Sotto questo profilo le leggi antinegazioniste sono paragonabili a quelle antiterroristiche: per esempio la legge sulla sorveglianza informatica varata in Francia nel 2014, o il primo emendamento sulle offese terroristiche introdotto nel codice penale spagnolo per reprimere l’apologia del terrorismo, oltre che l’atto terroristico in sé. Sempre più inclini a sfumare i confini tra le condotte violente (già punite per legge) e la loro propaganda, i provvedimenti penali introdotti per contrastare i discorsi d’odio equiparano il fare al dire, la cosa alla parola, la violenza genocida alla sua giustificazione.
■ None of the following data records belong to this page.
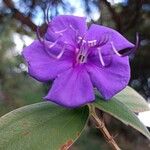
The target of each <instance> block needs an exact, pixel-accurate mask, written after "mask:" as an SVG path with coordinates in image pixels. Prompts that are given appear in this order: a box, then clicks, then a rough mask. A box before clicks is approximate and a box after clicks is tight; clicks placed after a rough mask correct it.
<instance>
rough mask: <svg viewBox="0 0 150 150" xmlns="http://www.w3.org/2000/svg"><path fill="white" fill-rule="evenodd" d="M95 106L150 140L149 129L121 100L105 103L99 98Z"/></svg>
mask: <svg viewBox="0 0 150 150" xmlns="http://www.w3.org/2000/svg"><path fill="white" fill-rule="evenodd" d="M93 105H94V106H95V107H97V108H98V109H100V110H102V111H104V112H106V113H108V114H110V115H112V116H113V117H115V118H117V119H118V120H120V121H122V122H123V123H124V124H126V125H129V126H131V127H133V128H134V129H136V130H138V131H139V132H141V133H142V134H143V135H145V136H146V137H147V138H148V139H150V133H149V131H148V130H147V128H146V127H145V126H144V125H143V124H142V123H141V122H140V120H139V119H138V117H137V116H136V115H135V114H134V113H133V112H132V111H131V110H130V109H129V108H128V107H127V106H126V105H125V104H123V103H121V102H120V101H119V100H117V99H115V98H114V99H113V100H111V101H104V100H102V99H101V98H100V97H98V96H97V100H96V102H95V103H94V104H93Z"/></svg>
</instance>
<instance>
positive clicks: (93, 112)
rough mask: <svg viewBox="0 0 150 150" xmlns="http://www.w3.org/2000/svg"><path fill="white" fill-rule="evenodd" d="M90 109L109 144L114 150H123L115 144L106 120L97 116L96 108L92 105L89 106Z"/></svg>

Può darsi che i negazionisti, potendo, si trasformerebbero in picchiatori e torturatori di ebrei in carne e ossa. Ma nel perimetro del sistema che consideriamo democratico un crimine virtuale deve manifestare altri segni di voler diventare reale prima che lo stato sia autorizzato a intervenire per stroncarlo sul nascere. Altrimenti ci si avvicina pericolosamente al mondo di Minority Report, metafora di ogni totalitarismo (più ancora di 1984)
Le leggi punitive della memoria rivelano i loro risvolti più oscuri. Più che come un mezzo per raggiungere l’obiettivo dichiarato di combattere il razzismo e l’antisemitismo, forse queste leggi vanno intese come uno strumento educativo funzionale al mantenimento del consenso. Plasmare e rafforzare identità collettive; sottolineare una coesione interna anche dove non c’è; spostare il conflitto interno verso l’esterno. Cos’hanno in comune terroristi e negazionisti se non il fatto di essere gli altri irrecuperabili, coloro con cui per principio non si parla? Forse lo scopo non dichiarato delle leggi della memoria è aprire il varco per la criminalizzazione di altre forme di dissenso.
Che le leggi della memoria si prestino a derive autoritarie è dimostrato dagli usi che ne vengono fatti in paesi dove il reato di negazionismo non solo si estende a un ventaglio sempre più ampio di genocidi e altri crimini storici, ma investe anche il modo in cui quegli eventi vanno classificati, interpretati e raccontati. Ricordiamo: la legge ceca del 2009 include la messa in dubbio dei crimini nazisti e comunisti tra gli atteggiamenti pubblici perseguibili penalmente; la legge lituana del 2010 punisce la negazione e la banalizzazione dei crimini gravi commessi dai sovietici durante la lotta per l’indipendenza del 1990-1991; la legge slovena del 2011 estende le sanzioni alla derisione di una gamma indefinita di genocidi, crimini contro l’umanità e altri crimini di guerra e di aggressione; la legge polacca del 2018 colpisce chiunque accusi la Polonia di complicità con i crimini nazisti.
Fin dove potrà spingersi la tendenza a sottrarre una tesi, per quanto autorevole, allo spazio della dialettica? Il reato di negazionismo potrebbe un giorno applicarsi anche alla negazione o alla messa in dubbio di altre verità scientifiche, come per esempio l’efficacia dei vaccini, l’esistenza del Covid, il riscaldamento globale? Una volta creato il precedente, il reato di negazionismo potrebbe servire i più disparati interessi (non necessariamente in linea con la scienza), purché sostenuti da un consenso politico in quel momento maggioritario. Col risultato di indebolire proprio quelle tesi che, avvalorate dalla legge, danno l’impressione di essere troppo fragili per cavarsela da sole nell’agone del dibattito scientifico e politico.
Si profila un’ipotesi sconcertante. L’insorgenza dei nuovi razzismi non si è verificata a dispetto dello scudo della memoria. L’insistenza martellante sul dovere della memoria (con tutti i suoi corollari, comprese le leggi) ha partecipato dello stesso clima culturale – e forse lo ha involontariamente incoraggiato – da cui scaturiscono le nuove ondate di xenofobia. Il capovolgimento era insito nelle premesse, e cioè nella pretesa di sancire i valori ultimi della democrazia attraverso metodi autoritari.